By Halima Athumani
KAMPALA, Uganda
Cancer patients in Uganda may have to wait for as long as two years to get radiotherapy treatment.
Ugandans were alarmed on Friday to news that the only working radiotherapy machine in the country – serving 75 percent of its 200,000 cancer patients – had broken down, this time for good.
The Cobalt-60 machine was donated to Mulago National Referral Hospital in 1995 by the International Atomic Energy Agency (IAEA). Cobalt, the machine’s power source, should be replaced every five years because of decay.
A senior official at the cancer institute, speaking on condition of anonymity, tells Anadolu Agency: “We last made the cobalt change in 2002 and the next change was supposed to be between 2007 and 2008 but we didn’t.”
Officials say they “inherited” the 21-year-old machine that was now being held together by tape from old management.
The Uganda Cancer Institute took over the radiotherapy unit in Sep. 2014 and was given autonomy from the wider hospital.
When contacted, Permanent Secretary at the Ministry of Health Asuman Lukwago explains to Anadolu Agency: “The cobalt replacement did not take place in 2008 because we realized we needed to purchase a new machine.”
Lukwago reveals: “When we evaluated the cost for a new bunker, it was too expensive. Use of the old bunker meant we were bound to have radiation leakages that would have caused more danger to the population.”
However, even though the ministry was aware the machine had needed replacement since 2002, a look at the Ministerial Policy budget statements over the years shows the government only took steps to pay money to the IAEA to replace the Cobalt-60 machine at a cost of 2.2 billion shillings [$66,000] in the 2012/2013 financial year.
Since then the Uganda Cancer Institute has not been allocated money enough to even put down a deposit for a new radiotherapy device.
On Saturday last week, the Uganda Cancer Institute for the first time made public a receipt from the IAEA’s then Acting Section Head of Finance and Accounting, Helen Brunner De Castris.
She acknowledges receipt of 325,297 euros [$371,000] which was deposited in an IAEA account with Unicredit Bank Austria, Vienna on 22 May 2013.
“This amount represents voluntary contribution from the government of Uganda through the Mulago Hospital complex for the purchase of a cobalt 60 tele-therapy machine under the IAEA technical cooperation project expanding the radiotherapy service,” reads the receipt.
Lukwago of the Health Ministry explains that: “We are now working on our budget together with the Ministry of Finance to support the new machine, but the understanding was that there could be alternative methods to treat patients as they wait.”
The machine has been serving 100 cancer patients who need exposure to radioactive waves on a daily basis. Patients may need radiotherapy for as long as between 5-6 weeks depending on their diagnosis and the extent of the disease.
Elioda Tumwesigye, Uganda’s Minister of Health, acknowledges cancer is becoming a challenge. Speaking at a news conference, he told reporters: “Out of the more than 200,000 cases per year, 60,000 are incident cases.”
He added: “The machine has been serving an average of 24,465 patients annually, so the breakdown will certainly reduce our capacity for delivery of cancer treatment by about 20 percent.”
Statistics show each year about 46,970 deaths are registered in Uganda due to cancer, the risk increasing with age. The Ministry of Health estimates that over the next five years there will be about 300,000 cancer cases.
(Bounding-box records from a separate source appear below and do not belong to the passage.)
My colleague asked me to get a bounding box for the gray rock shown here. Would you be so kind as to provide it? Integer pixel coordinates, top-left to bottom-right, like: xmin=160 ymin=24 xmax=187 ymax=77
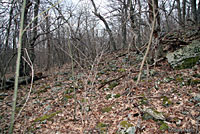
xmin=166 ymin=40 xmax=200 ymax=69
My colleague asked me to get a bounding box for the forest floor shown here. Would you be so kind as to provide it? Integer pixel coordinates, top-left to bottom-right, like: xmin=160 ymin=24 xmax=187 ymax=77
xmin=0 ymin=51 xmax=200 ymax=134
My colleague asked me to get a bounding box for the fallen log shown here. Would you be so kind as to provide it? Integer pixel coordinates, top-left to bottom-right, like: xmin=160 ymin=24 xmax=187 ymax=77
xmin=0 ymin=75 xmax=47 ymax=90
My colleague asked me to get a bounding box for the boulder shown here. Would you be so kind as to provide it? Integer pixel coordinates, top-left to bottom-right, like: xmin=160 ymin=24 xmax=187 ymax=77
xmin=166 ymin=40 xmax=200 ymax=69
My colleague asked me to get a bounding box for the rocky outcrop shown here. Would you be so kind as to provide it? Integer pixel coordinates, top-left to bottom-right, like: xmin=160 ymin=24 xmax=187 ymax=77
xmin=166 ymin=40 xmax=200 ymax=69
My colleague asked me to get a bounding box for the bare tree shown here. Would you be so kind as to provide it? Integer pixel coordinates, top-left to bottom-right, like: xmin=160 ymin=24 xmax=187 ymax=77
xmin=91 ymin=0 xmax=117 ymax=50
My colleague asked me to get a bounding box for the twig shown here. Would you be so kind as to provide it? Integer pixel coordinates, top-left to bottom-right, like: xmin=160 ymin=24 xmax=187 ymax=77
xmin=136 ymin=0 xmax=156 ymax=85
xmin=98 ymin=74 xmax=126 ymax=90
xmin=15 ymin=49 xmax=34 ymax=120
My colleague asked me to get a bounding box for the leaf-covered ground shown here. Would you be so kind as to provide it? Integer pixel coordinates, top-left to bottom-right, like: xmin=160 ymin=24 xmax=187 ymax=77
xmin=0 ymin=52 xmax=200 ymax=134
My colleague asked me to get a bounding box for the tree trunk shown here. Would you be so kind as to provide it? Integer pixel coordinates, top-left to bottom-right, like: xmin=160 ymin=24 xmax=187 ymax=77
xmin=176 ymin=0 xmax=183 ymax=26
xmin=182 ymin=0 xmax=186 ymax=27
xmin=191 ymin=0 xmax=198 ymax=24
xmin=19 ymin=0 xmax=31 ymax=76
xmin=91 ymin=0 xmax=117 ymax=51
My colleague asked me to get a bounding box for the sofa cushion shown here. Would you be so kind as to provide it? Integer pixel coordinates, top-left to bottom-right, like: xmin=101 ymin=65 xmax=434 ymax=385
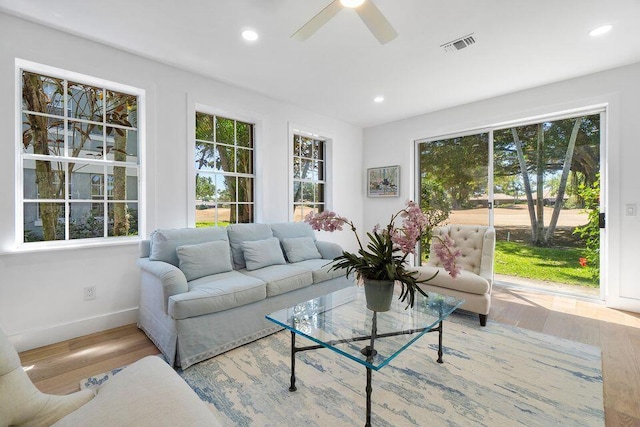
xmin=242 ymin=237 xmax=287 ymax=271
xmin=242 ymin=265 xmax=313 ymax=297
xmin=271 ymin=222 xmax=316 ymax=242
xmin=292 ymin=259 xmax=347 ymax=283
xmin=413 ymin=265 xmax=491 ymax=295
xmin=176 ymin=240 xmax=233 ymax=281
xmin=149 ymin=227 xmax=229 ymax=267
xmin=169 ymin=270 xmax=267 ymax=319
xmin=227 ymin=223 xmax=273 ymax=269
xmin=282 ymin=237 xmax=322 ymax=262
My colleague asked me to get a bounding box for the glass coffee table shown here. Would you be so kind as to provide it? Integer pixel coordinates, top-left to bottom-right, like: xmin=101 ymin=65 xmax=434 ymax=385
xmin=266 ymin=286 xmax=464 ymax=426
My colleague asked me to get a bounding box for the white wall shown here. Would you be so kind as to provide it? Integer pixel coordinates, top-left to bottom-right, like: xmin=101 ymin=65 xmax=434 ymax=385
xmin=364 ymin=64 xmax=640 ymax=311
xmin=0 ymin=13 xmax=363 ymax=351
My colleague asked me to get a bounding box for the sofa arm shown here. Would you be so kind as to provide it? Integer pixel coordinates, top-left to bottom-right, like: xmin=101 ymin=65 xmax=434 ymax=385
xmin=316 ymin=240 xmax=342 ymax=259
xmin=137 ymin=258 xmax=189 ymax=312
xmin=480 ymin=227 xmax=496 ymax=285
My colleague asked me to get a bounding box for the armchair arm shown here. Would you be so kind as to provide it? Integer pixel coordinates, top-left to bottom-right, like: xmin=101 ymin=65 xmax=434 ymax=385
xmin=316 ymin=240 xmax=342 ymax=259
xmin=480 ymin=227 xmax=496 ymax=285
xmin=137 ymin=258 xmax=189 ymax=313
Dr. Orem Jackson, the head of the Cancer Institute, insists: “Treatment has not stopped; we still have capacity for cancer treatment in the country.”
He explains that the majority of patients that seek treatment are normally at advanced cancer stages: “The best we can do for them is palliation, which is symptom control and not cure.
“What we are doing now is maximizing the other capacity to cover the gap left by the broken machine.”
However, a senior medical physicist at the radiotherapy unit tells Anadolu Agency, even with the alternative modalities in place such as surgery and chemotherapy “the response will not be as good because treatment can fail, considering it varies from person to person and type of cancer.”
While cancer treatment has been free not just for Ugandans but also citizens of Burundi, Kenya, the Democratic Republic of Congo and Rwanda, the only option now is for a patient to travel to Nairobi, Kenya where treatment is costly.
Dr. Jackson now reveals: “We should have a new bunker if everything is in place, including financing, within a year after ground breaking in May. If we are to have this treatment in place, we cannot rush that process because one mistake can discredit the entire process.”
According to Dr. Jackson it took two years to come up with an IAEA-approved design for a bunker and when they were finally given a road map “the equipment procurement process and construction have not moved together because of the complexities involved”.
While the minister and head of the Uganda Cancer Institute says the bunker can be built within six months to a year, a source tells Anadolu Agency that one of the guidelines issued by the IAEA indicates the minimum period to have a bunker built is two years.